One potential solution is to construct a temporary array
variable to hold the values to be reduced, and then perform
the reduction outside the DO CONCURRENT.

        real :: s_temp(1024)
        ! other initializations and declarations as above

        do concurrent (i = 1:size(a)), shared(s)
          s_temp(i) = s + (2 * a(i) - 1)
        end do
        s = sum(s_temp)

Another potential solution is to use critical sections
around the reduction. This requires the extension
of CRITICAL to use beyond their use in teams:
        s = 0
        do concurrent (i = 1:size(a)), shared(s)
          critical
            s = s + (2 * a(i) - 1)
          end critical
        end do

These solutions become more complex or inefficient as we
use more complicated concurrent-headers or wish to perform
reductions on multiple expressions within the body of the
DO CONCURRENT.

For computing environments that can exploit significant SIMD
parallelism, these solutions can involve a substantial
amount of data or process synchronization. The DO CONCURRENT
can also be scaled to the number of available threads (the
number of which are not visible to the programmer).

When the user is most interested in performing a simple
reduction of the data in the DO CONCURRENT, this overhead
can exceed the gains from the computational parallelism.

We propose a way of specifying scalar reduction variables that are
managed across the DO CONCURRENT block executions to accumulate the
scalar values from each executed block.
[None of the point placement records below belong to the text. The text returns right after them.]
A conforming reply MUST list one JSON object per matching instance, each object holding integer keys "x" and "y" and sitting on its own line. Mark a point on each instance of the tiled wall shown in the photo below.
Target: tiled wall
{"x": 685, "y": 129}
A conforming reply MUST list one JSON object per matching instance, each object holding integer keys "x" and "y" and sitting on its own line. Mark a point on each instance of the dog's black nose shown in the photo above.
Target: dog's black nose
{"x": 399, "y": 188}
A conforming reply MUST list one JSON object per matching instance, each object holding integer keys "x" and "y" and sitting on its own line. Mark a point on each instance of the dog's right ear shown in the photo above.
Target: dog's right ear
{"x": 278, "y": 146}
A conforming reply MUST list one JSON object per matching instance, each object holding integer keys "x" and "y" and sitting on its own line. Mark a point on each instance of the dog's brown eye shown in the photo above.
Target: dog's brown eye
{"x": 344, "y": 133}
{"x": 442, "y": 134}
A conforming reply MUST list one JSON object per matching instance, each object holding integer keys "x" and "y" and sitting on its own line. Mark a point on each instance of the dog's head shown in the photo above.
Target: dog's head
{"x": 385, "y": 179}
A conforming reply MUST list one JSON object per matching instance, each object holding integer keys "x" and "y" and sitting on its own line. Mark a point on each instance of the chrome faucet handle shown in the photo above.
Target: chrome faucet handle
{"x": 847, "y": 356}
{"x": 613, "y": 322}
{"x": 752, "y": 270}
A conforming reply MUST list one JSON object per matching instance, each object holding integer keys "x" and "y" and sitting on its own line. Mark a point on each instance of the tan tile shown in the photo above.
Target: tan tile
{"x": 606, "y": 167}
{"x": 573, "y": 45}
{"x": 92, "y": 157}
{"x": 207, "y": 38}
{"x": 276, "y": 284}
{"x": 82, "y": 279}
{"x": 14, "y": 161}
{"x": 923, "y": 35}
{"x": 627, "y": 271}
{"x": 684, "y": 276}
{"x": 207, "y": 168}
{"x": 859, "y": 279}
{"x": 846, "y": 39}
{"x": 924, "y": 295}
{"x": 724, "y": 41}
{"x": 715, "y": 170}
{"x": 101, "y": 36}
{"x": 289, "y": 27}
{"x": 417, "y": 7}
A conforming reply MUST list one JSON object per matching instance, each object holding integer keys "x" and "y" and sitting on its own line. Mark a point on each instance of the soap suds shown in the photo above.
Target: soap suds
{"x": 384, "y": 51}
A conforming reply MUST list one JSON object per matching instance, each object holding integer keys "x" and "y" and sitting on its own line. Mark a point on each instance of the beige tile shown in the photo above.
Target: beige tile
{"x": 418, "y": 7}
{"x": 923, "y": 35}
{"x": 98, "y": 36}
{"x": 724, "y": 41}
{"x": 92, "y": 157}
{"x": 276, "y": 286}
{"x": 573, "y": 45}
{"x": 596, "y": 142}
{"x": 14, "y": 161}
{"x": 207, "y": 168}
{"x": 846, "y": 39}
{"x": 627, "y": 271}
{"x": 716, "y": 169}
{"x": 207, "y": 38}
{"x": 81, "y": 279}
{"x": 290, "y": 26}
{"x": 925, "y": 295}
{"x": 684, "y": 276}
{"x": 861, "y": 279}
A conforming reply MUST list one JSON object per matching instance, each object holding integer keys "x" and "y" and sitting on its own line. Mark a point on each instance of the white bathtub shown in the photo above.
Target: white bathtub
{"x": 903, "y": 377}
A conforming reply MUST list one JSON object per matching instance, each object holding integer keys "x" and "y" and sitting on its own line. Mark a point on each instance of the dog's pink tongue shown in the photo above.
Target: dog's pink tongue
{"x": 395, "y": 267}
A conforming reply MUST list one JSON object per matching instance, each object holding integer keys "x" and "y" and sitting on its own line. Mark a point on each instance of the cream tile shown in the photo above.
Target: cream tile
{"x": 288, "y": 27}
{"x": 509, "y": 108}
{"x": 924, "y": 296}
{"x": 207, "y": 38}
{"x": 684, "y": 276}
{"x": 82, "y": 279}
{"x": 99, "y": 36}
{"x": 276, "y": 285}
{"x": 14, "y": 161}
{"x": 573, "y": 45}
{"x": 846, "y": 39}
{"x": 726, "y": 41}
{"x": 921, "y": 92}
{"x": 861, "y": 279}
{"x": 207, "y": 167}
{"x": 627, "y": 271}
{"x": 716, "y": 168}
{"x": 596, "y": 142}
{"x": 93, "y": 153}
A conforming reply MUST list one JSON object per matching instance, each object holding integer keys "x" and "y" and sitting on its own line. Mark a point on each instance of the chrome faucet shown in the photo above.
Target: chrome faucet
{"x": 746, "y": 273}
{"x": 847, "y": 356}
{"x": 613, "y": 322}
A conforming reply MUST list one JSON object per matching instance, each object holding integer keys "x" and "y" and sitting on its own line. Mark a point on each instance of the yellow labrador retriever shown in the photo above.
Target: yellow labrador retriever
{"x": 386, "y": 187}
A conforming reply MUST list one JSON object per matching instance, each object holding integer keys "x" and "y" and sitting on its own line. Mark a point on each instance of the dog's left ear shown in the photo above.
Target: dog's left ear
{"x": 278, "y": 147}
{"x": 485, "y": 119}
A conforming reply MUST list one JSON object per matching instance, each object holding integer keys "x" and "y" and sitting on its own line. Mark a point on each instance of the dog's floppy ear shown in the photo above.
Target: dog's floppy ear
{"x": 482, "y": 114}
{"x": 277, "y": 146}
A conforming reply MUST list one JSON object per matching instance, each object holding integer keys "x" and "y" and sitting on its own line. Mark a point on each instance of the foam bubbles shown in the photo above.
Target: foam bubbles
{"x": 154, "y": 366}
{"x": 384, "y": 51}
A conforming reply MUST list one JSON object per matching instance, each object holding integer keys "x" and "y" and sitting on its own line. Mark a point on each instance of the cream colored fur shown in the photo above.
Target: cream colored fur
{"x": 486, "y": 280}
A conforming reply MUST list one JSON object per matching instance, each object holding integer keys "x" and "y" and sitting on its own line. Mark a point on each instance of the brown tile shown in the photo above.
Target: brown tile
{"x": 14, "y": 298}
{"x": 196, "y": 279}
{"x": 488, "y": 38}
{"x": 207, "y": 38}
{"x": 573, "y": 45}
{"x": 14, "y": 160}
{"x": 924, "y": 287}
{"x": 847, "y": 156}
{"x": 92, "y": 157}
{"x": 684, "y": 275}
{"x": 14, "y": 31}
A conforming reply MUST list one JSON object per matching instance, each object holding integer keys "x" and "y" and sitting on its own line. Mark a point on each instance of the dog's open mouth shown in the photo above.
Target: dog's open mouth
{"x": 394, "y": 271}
This would be done with
processor-specific synchronization.

The intent is to support an in-Fortran specification of some
of the features of the OpenMP reduction clause.

We propose something simpler (example syntax only):

        s = 0
        do concurrent (i = 1:size(a)), reduce(s)
            s = s + (2 * a(i) - 1)
        end do

This will:
* Increase expressiveness of DO CONCURRENT
* Increase opportunities to exploit SIMD and other parallelism
* Increase ability to optimize parallelism according to the
  number of available threads
* Make it easier to write conforming programs
* Reduce memory allocation needs or explicit data management
  when offloading to target processors
* Eliminate explicit process synchronization
* Avoid redefinition of CRITICAL/END CRITICAL beyond teams


Key questions
-------------
1. Is this use case compelling?
2. Are there ways to exploit the potential parallelism with
   the existing locality-specifiers and by relaxing the semantics
   in 11.1.7.5 pp1-4?
3. Can this be done with existing CRITICAL/END CRITICAL semantics?
4. Can this be done with expansion of the ATOMIC_xxx functions
   beyond their use with scalar coarrays or coarray indexed values?

Straw Vote
----------
1. Is this worth continuing to investigate?